WASHINGTON -- While many U.S. businesses are donating their products to GIs stuck in Saudi Arabia for the holidays, a widely promoted charity is charging hefty markups on goods that it ships to them.
The drive, called "G.I. Gift Pac," promises to "make every effort" to deliver by Christmas what ads and telephone order takers describe as $15 worth of "cookies and candy, dried fruit, tasty nuts and other holiday treats." Contributors pay $15 for one box, $25 for two, $6 more for each delivery to an individual GI.
The hugely successful project -- promoted heavily by ads on television and in newspapers, including The Sun -- already has 170,000 gift packs en route to the Persian Gulf by military sealift, according to the packager, Precise Kit Promotions Inc. of HoHoKus, N.J.
But the question of who will benefit more from the project -- GIs or veteran charity entrepreneur Roger Chapin of San Diego and Falls Church, Va., the organizer of the campaign -- is hard to answer.
Mr. Chapin's previous venture was an anti-drug crusade that raised $7.1 million in 1989, spent $6.8 million of it on direct mail and ended the year with a negative bank balance of $39,486, according to Internal Revenue Service records.

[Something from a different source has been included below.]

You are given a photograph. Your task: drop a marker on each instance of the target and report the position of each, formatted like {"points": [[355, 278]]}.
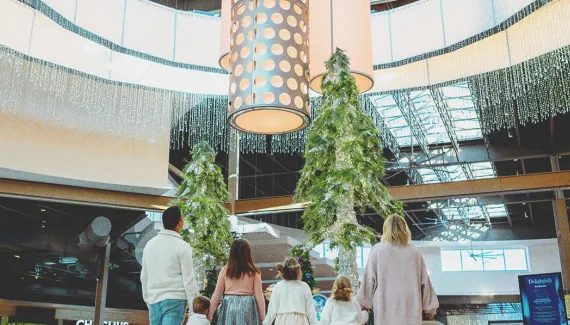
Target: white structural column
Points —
{"points": [[562, 228], [233, 169]]}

He declined to be interviewed.
Other sources, however, raised serious questions about the "G.I. Gift Pac" effort, which is being carried out under the auspices of another charity organized by Mr. Chapin called Help Hospitalized Veterans.
Among the problems:
* Telephone order takers don't tell contributors this, but the last shipment likely to reach the Persian Gulf before Christmas sailed Nov. 27, according to Steve Gould, president of Precise Kit Promotions, which assembles the gift packs.
* Although some retailers in monopoly markets might charge up to $15 for the snacks in the gift pack, their wholesale value is
about $8, according to grocery buyers. Mr. Chapin, in a promotional news conference Oct. 30, said he had bought at prices "below wholesale."
* With the Defense Department picking up the costs of shipping the gift packs from Port Elizabeth, N.J., to the Persian Gulf, and "many major television and radio stations" contributing advertising time, according to Mr. Chapin, it is not clear where the rest of the money goes. Mr. Gould charges $1 for packaging, he said in an interview, and the trucking bill to Port Elizabeth adds 18 cents.
Bottom line: Mr. Chapin's costs for the $15 gift packs appear to be under $10.
In a snack food industry where normal markups are about 35 percent, Mr. Chapin's charity seems to be posting better than 50 percent.
Mr. Chapin declined to answer written questions about these issues.
The issue of the gift pack's value is summed up by what Mr. Chapin says is its most expensive item -- an 8-ounce plastic container of whole dates. Mr. Chapin paid Hadley Date Gardens of Thermal, Calif., about 87 cents for them, according to Hadley sales manager Sean Dougherty. In an accounting, Mr. Chapin assigns a $1.99 "retail value" to the dates.
"Keep in a cool place," recipients are instructed on the lid of the Hadley's container of dates. According to Defense Department shipping instructions, however, "any food items must be able to withstand seven to 10 days' transit in heat of 100 degrees and even after delivery must continue to withstand similar temperatures."
Saudi Arabia, the world's leading date producer and exporter, grew 596,000 tons of them last year, according to the U.S. Department of Agriculture's Foreign Agricultural Service.